Horizontal maps of wind power input Π (color) and sea surface pressure (black lines) averaged over (a) November 2014 to March 2015 and (b) November 2015 to March 2016. The contour interval is 4 hPa, and the thick black line shows 1012 hPa for reference. Here, sea surface pressure from the NCEP–NCAR reanalysis (Kalnay et al. 1996) is used. The color bar at the right side indicates the Π scale (W m−2). The red line in (a) indicates the initial position of the Argo float array.

Citation: Journal of Physical Oceanography 47, 7; 10.1175/JPO-D-16-0218.1

A time series of the inferred vertical diffusivities estimated from Navis floats deployed along 170°W between 30° and 45°N showed that the vertical diffusivities inferred from the density strain were enhanced during autumn and winter, and this timing also corresponds to the interannual variability of the input of wind power (Fig. 8). There were periods when the local input of wind power could not explain the larger inferred diffusivities (e.g., February 2015 at latitudes of 40°–45°N; Fig. 8c). The inferred diffusivities in the main thermocline also showed meridional structures that were smaller in the north but higher in the south. The float array also suggests that the internal wave breaking near 30°N (Figs. 8f,h) may be enhanced by storm events during autumn and winter because the inferred diffusivities were larger in the winter of 2015/16, when the input of wind power was stronger (e.g., October 2015 at 34°N), and we suspect that near-inertial waves were generated and propagated toward the equator.

Fig. 8.
Fig. 8.

Time series of (a) input of wind power averaged over 5 days and zonally between 165° and 175°W and (b)–(h) vertical diffusivities inferred from the float array. White and red dots and slanted crosses in (a) indicate the meridional position of each float. The squares in (a) indicate positions of the first profile for each float. The letters in (a) indicate the panel where vertical diffusivities inferred by these float data are shown. The inverted triangles at the top of (b)–(h) indicate the profiling dates. The color bars at the right side of (a) and (e) indicate the Π (W m−2) and log10Kρ (m2 s−1) scales, respectively.
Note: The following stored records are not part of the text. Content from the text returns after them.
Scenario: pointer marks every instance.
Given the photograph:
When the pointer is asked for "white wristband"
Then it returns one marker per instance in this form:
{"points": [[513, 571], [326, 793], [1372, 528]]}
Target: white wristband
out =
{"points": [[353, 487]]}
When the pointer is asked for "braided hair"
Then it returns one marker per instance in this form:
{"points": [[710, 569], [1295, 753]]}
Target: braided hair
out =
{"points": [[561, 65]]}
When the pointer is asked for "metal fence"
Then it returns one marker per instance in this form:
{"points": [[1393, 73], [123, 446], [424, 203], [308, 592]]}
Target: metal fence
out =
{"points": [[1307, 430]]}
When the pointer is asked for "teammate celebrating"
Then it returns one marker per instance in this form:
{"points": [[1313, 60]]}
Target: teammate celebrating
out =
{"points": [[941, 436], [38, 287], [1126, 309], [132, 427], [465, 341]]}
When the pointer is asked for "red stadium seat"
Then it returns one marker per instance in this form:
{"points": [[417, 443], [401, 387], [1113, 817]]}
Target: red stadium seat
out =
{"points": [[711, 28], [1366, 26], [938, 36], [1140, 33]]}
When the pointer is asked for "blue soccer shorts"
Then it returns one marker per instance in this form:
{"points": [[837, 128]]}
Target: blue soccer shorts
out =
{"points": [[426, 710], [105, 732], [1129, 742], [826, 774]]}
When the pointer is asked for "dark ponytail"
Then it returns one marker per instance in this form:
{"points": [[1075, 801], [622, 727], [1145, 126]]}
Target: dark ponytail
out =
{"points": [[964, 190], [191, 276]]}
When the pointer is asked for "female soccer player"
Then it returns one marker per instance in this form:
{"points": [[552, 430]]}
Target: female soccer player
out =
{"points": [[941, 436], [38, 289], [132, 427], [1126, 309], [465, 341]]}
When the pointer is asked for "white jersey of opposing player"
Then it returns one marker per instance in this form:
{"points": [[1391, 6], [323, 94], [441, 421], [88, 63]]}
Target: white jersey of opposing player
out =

Citation: Journal of Physical Oceanography 47, 7; 10.1175/JPO-D-16-0218.1

2) Spatial and seasonal variability in the North Pacific

On the basis of the variability in the time series of the inferred vertical diffusivities, we suggested that the Argo float array observed seasonal and interannual variability of internal wave fields caused by variability of the wind power input on a similar time scale. To confirm the seasonal variability and to investigate the spatial variability, we inferred the horizontal distributions of the vertical diffusivities for each season from all Argo floats sampled between 2005 January and 2015 September with vertical resolutions finer than 20 dbar in the depth range of 700–1000 dbar. We plotted average values when there were more than 10 samples within each 5° × 5° grid (Fig. 9). This approach was also used by Whalen et al. (2015), who averaged values within 1.5° square bins at depths of 500–1000 m. Even if our average bin size was coarser than that of Whalen et al. (2015), our horizontal map also indicated that mixing was enhanced around bottom topographies. Because of the coarse resolution and greater numbers of float data, our horizontal map had more spatial coverage and showed seasonal variability. In all seasons, the inferred diffusivities were enhanced around the Izu–Ogasawara ridge, the Hawaiian Islands, the Emperor Seamounts, and the Aleutian Islands. Larger inferred diffusivities were observed in the averaged area at latitudes of 25°–30°N near the Hawaiian Islands and the Izu–Ogasawara ridge, and the inferred diffusivities were slightly increased around the Murray Fracture zone, the Moonless Seamounts, and the Molokai Fracture zone around 140°W of those latitudes. These larger inferred diffusivities might correspond to the southward enhancement of the inferred diffusivities apparent in the Argo float array data (Fig. 8). The inferred diffusivities were also enhanced in autumn and winter, especially in the western North Pacific, an enhancement that might correspond to the seasonal variability of the input of wind power (Fig. 1). Perhaps in part because of those spatial patterns, the inferred vertical diffusivities were dominated by a spatial pattern characterized by larger values in the western North Pacific and smaller values to the east. The float distributions were sparse in the eastern area and south of the Okhotsk Sea.

Fig. 9.
Fig. 9.

Horizontal maps of the inferred diffusivities in the interval 700–1000 dbar for (a) January–March, (b) April–June, (c) July–September, and (d) October–December averaged over 10 years. In (a) the box definitions are as in Fig. 2a. In (b) the thin contour lines indicate the bottom topography with a contour interval of 2000 m. The color bar at the right side of (d) indicates the log10Kρ scale (m2 s−1).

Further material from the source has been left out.